# Problem: Binary Classification of Iris Flowers

1. Dataset: Use the Iris dataset, a popular dataset in machine learning. It contains four features: sepal length, sepal width, petal length, and petal width, along with the species of iris (Setosa, Versicolor, or Virginica).

2. Objective: We will simplify the problem to binary classification by considering only two classes: Setosa and Versicolor. You will train the perceptron to distinguish between these two classes based on the provided features.

3. Steps:

    a)Load the Iris dataset.

    b) Preprocess the data: Since we're considering only two classes, Setosa and Versicolor, you can select only the corresponding rows from the dataset and use only the first two features (sepal length and sepal width) for simplicity.
    
    c) Implement the perceptron algorithm to learn a decision boundary that separates the two classes.
    Train the perceptron on a portion of the dataset.
    
    d)Test the perceptron on the remaining portion of the dataset and evaluate its performance (e.g., accuracy).
    
    e) Evaluation: You can evaluate the performance of your perceptron algorithm by calculating the accuracy, which is the proportion of correctly classified instances over the total number of instances.

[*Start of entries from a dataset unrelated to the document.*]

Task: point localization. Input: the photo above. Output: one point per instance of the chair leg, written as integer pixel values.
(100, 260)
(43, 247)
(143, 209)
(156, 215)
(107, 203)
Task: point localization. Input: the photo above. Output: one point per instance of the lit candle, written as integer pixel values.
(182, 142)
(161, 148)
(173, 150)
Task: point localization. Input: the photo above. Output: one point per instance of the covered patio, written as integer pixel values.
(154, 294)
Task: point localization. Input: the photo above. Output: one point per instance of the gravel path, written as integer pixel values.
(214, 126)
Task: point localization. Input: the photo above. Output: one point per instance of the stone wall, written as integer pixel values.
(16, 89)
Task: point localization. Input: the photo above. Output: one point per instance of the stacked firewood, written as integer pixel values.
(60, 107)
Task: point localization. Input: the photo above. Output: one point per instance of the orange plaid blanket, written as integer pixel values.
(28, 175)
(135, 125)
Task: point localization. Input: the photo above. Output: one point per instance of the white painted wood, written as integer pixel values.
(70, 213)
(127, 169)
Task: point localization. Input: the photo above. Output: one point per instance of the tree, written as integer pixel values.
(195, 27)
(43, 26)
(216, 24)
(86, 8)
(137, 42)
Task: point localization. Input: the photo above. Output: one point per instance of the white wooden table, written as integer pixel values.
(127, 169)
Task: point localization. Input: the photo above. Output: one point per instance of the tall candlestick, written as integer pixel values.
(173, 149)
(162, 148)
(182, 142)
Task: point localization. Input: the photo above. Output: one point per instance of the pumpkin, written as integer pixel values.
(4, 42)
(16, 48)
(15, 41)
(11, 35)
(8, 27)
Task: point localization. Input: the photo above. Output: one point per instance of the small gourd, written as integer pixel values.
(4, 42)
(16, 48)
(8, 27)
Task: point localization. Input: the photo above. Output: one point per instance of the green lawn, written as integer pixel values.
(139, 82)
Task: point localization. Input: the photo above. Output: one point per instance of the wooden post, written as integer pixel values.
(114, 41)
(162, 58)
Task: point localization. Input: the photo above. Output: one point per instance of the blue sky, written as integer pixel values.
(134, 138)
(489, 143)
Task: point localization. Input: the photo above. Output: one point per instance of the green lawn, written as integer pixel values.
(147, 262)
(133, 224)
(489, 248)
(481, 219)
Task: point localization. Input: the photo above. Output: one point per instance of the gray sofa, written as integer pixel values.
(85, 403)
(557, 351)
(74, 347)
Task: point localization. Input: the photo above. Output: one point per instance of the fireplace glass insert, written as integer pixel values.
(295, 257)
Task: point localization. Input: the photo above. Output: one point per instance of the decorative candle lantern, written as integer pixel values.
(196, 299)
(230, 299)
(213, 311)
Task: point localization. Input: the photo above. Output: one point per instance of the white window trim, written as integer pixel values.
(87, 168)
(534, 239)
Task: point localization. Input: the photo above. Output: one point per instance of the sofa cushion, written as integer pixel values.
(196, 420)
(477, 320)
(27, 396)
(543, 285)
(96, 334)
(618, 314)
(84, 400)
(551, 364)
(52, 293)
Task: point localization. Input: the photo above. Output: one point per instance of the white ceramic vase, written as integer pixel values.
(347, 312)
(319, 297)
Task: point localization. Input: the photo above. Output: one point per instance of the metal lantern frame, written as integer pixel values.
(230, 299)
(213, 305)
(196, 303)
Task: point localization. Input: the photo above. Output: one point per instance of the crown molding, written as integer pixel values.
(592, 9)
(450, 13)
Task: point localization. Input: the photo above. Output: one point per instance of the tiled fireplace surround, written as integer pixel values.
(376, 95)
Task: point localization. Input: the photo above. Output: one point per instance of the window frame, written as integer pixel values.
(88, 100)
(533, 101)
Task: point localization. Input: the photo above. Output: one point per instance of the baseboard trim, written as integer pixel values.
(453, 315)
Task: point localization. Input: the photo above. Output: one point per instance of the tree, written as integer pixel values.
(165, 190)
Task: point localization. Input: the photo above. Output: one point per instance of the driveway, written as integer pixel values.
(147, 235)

4. Extension: Once you have a basic perceptron working, you can experiment with different aspects such as learning rate, number of epochs, feature scaling, or even extend it to handle multiple classes using techniques like one-vs-all or one-vs-one.

5. This exercise will allow you to test your perceptron algorithm in a simple binary classification task and assess its performance.

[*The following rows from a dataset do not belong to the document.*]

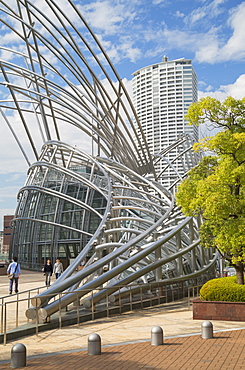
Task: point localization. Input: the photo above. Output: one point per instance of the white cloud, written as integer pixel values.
(236, 90)
(178, 14)
(234, 48)
(157, 2)
(205, 12)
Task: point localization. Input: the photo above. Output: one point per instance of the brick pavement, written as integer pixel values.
(225, 351)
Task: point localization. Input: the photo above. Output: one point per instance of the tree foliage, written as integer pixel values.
(216, 187)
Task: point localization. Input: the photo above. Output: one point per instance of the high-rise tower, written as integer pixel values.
(162, 93)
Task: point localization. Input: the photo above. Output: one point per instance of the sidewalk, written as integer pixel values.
(179, 351)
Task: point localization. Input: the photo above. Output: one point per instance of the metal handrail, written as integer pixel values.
(119, 303)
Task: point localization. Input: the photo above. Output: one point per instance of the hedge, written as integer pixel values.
(223, 289)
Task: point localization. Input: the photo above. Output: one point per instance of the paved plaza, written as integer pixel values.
(126, 340)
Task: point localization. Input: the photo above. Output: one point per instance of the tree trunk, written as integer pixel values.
(240, 272)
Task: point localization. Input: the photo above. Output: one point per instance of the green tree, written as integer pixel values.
(216, 187)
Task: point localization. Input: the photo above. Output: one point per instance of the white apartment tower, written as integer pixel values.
(162, 93)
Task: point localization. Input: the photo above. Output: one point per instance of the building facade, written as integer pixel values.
(162, 94)
(6, 233)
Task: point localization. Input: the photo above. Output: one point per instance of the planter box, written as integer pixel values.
(212, 310)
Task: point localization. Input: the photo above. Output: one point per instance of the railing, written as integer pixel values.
(193, 289)
(155, 295)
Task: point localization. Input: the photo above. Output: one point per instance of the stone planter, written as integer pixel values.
(212, 310)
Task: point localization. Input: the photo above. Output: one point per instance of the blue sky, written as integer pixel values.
(136, 33)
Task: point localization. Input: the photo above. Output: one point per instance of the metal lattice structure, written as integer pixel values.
(105, 203)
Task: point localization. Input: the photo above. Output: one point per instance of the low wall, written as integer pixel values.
(212, 310)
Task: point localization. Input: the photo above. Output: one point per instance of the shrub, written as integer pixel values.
(223, 289)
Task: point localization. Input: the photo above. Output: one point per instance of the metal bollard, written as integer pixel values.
(18, 356)
(156, 336)
(94, 344)
(207, 330)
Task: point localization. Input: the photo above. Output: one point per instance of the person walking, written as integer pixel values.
(48, 270)
(58, 268)
(14, 270)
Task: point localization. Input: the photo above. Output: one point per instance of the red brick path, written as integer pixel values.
(225, 351)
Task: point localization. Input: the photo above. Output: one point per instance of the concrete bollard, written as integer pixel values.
(18, 356)
(156, 336)
(207, 330)
(94, 344)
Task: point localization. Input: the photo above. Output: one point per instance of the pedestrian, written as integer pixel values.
(58, 268)
(14, 271)
(48, 270)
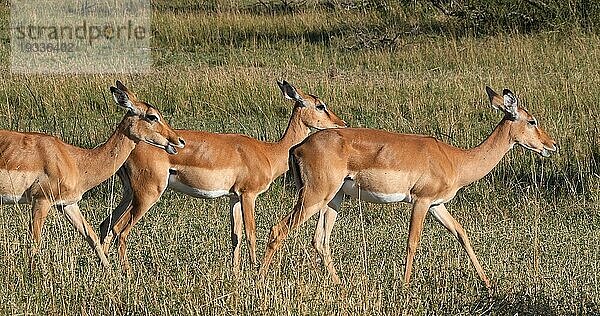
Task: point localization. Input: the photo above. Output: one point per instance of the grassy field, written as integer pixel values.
(533, 222)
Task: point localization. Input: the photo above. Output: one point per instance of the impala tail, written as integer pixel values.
(106, 232)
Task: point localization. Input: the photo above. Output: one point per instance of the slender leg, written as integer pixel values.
(310, 201)
(140, 205)
(319, 237)
(445, 218)
(330, 216)
(85, 229)
(328, 222)
(107, 232)
(319, 233)
(236, 222)
(417, 218)
(39, 212)
(248, 202)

## $1^{\underline{st}}$ stage: Preprocessing

In [52]:
import pandas as pd
import numpy as np
from sklearn.model_selection import train_test_split
from sklearn.preprocessing import StandardScaler

def load_data(dataset_path, column_names):

    # Load the dataset using Pandas.
    data = pd.read_csv(dataset_path, names=column_names)

    return data

def map_labels_to_int(data, class_column_name, label_0, label_1):

    # Map class labels to integers (e. g., 'category1' -> 0, 'category2' -> 1).
    class_mapping = {label_0: 0, label_1: 1}
    data[class_column_name] = data[class_column_name].map(class_mapping)

    return data

def extract_features_and_labels(data, class_column_name, features):
    
    # Extract features and labels.
    X = data[features].values
    y = data[class_column_name].values

    return X, y

def normalize_features(X):
    
    # Normalize_features.
    scaler = StandardScaler()
    X_scaled = scaler.fit_transform(X)

    return X_scaled

def split_test_train_sets(X_scaled, y, test_cardinality, randomness_status):

    # Split the dataset into training and testing sets.
    X_train, X_test, y_train, y_test = train_test_split(X_scaled, y, test_size=test_cardinality, random_state=randomness_status)

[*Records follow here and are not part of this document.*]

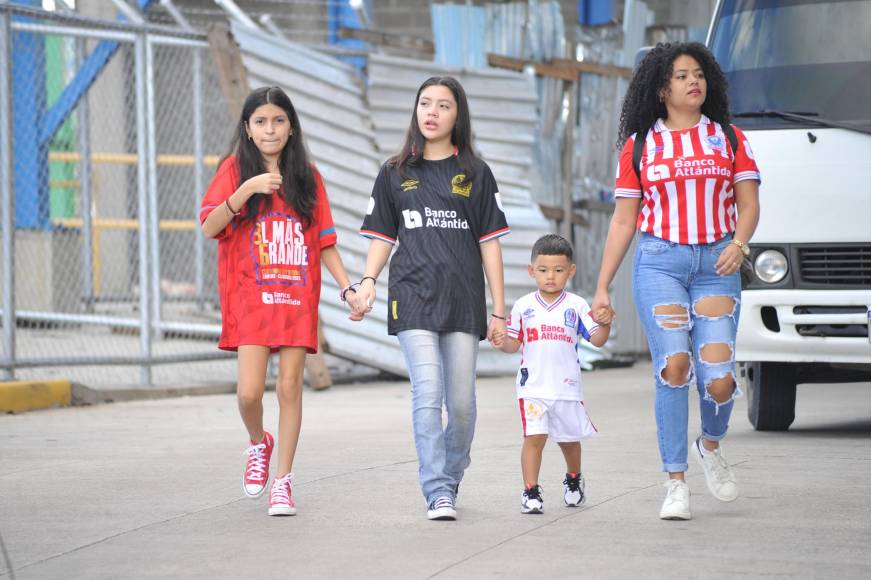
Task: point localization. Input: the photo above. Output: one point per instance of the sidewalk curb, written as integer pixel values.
(22, 396)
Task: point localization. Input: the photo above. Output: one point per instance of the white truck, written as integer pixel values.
(799, 77)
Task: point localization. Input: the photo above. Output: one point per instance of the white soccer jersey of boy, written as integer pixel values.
(549, 368)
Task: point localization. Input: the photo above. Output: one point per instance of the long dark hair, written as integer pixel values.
(461, 136)
(297, 175)
(642, 105)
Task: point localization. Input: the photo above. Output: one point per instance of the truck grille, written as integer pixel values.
(844, 266)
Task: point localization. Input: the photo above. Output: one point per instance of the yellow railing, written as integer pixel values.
(100, 224)
(130, 158)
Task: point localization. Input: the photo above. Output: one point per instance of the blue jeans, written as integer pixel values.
(441, 367)
(671, 276)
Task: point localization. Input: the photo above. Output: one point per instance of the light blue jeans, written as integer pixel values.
(442, 371)
(669, 274)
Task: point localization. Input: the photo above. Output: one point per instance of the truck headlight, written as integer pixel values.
(770, 266)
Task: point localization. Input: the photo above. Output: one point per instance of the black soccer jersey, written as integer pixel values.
(436, 277)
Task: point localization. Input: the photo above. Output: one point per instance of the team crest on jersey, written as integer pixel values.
(571, 317)
(459, 188)
(715, 141)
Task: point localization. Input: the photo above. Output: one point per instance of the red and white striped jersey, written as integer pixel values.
(686, 181)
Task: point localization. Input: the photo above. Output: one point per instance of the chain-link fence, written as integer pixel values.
(110, 135)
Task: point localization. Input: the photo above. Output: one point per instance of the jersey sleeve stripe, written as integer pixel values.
(744, 175)
(377, 236)
(621, 192)
(494, 235)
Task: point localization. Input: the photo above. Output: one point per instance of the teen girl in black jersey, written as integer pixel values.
(440, 203)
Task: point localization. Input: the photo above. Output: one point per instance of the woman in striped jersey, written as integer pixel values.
(693, 197)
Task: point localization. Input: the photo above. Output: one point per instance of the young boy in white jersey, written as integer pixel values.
(548, 325)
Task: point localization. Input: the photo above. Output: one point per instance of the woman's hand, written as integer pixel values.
(729, 260)
(601, 310)
(265, 183)
(362, 300)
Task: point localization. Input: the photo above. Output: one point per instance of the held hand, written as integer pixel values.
(602, 304)
(265, 183)
(495, 328)
(604, 316)
(729, 260)
(363, 299)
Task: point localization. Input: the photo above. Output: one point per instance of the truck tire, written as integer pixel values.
(770, 389)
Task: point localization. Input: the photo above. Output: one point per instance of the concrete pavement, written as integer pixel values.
(152, 489)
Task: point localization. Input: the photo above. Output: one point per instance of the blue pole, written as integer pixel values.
(30, 155)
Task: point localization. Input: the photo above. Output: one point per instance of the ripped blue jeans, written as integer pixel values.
(690, 315)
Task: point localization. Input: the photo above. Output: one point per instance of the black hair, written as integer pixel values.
(297, 175)
(411, 152)
(642, 105)
(552, 245)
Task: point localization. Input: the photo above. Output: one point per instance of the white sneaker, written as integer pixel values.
(718, 474)
(442, 508)
(573, 488)
(677, 501)
(531, 501)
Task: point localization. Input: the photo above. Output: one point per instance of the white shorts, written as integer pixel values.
(562, 421)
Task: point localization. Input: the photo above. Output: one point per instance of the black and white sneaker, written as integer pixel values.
(573, 485)
(531, 501)
(442, 508)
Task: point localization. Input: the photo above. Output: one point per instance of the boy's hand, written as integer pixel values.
(604, 315)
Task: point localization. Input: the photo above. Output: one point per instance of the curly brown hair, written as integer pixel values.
(642, 106)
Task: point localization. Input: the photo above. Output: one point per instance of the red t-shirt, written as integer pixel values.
(686, 179)
(269, 270)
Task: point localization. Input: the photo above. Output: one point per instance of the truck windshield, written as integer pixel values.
(794, 56)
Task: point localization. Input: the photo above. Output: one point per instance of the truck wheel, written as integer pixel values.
(770, 389)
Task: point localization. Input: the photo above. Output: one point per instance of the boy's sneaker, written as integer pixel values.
(281, 497)
(257, 468)
(573, 485)
(718, 474)
(442, 508)
(531, 501)
(677, 501)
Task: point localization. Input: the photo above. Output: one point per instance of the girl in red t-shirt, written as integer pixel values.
(269, 212)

    return X_train, X_test, y_train, y_test


def preprocess_data(dataset_path, column_names, class_column_name, label_0, label_1, features, test_cardinality, randomness_status):
    
    data = load_data(dataset_path, column_names)

    data = map_labels_to_int(data, class_column_name, label_0, label_1)

    X, y = extract_features_and_labels(data, class_column_name, features)

    X_scaled = normalize_features(X)

    X_train, X_test, y_train, y_test = train_test_split(X_scaled, y, test_size=test_cardinality, random_state=randomness_status)

    # Print the shapes of training and testing sets
    print("X_train shape:", X_train.shape)
    print("X_test shape:", X_test.shape)
    print("y_train shape:", y_train.shape)
    print("y_test shape:", y_test.shape)

    return X_train, X_test, y_train, y_test


dataset_path = 'iris/iris.data'
column_names = ['sepal_length', 'sepal_width', 'petal_length', 'petal_width', 'class']

class_column_name = 'class'
label_0 = 'Iris-versicolor'
label_1 = 'Iris-setosa'
features = ['sepal_length', 'sepal_width']

test_cardinality = 0.2
randomness_status = 42


X_train, X_test, y_train, y_test = preprocess_data(dataset_path, column_names, class_column_name, label_0, label_1, features, test_cardinality, randomness_status)

X_train shape: (80, 2)
X_test shape: (20, 2)
y_train shape: (80,)
y_test shape: (20,)


## $2^{\underline{nd}}$ stage: Training
We are going to define that:
 - if the dot product $(weight*x) >= 0$, then $y$ should be versicolor (0)
 - if the dot product $(weight*x) < 0$, then $y$ should be setosa (1)

In [53]:
def train_data(X_train, y_train, number_of_epochs=100, learning_rate=0.1):
    
    # Variable weight_vector initialization with nÂº input features plus 1 element for threshold.
    number_of_features = X_train.shape[1] + 1
    weight_vector = np.zeros(number_of_features) + 1


    for epoch in range(number_of_epochs):
        for x, y in zip(X_train, y_train):

            # Insertion of an element [1] in x in order to enable its inner product with weight_vector.
            x_with_threshold = np.concatenate(([1], x))
            dot_product = np.dot(weight_vector, x_with_threshold)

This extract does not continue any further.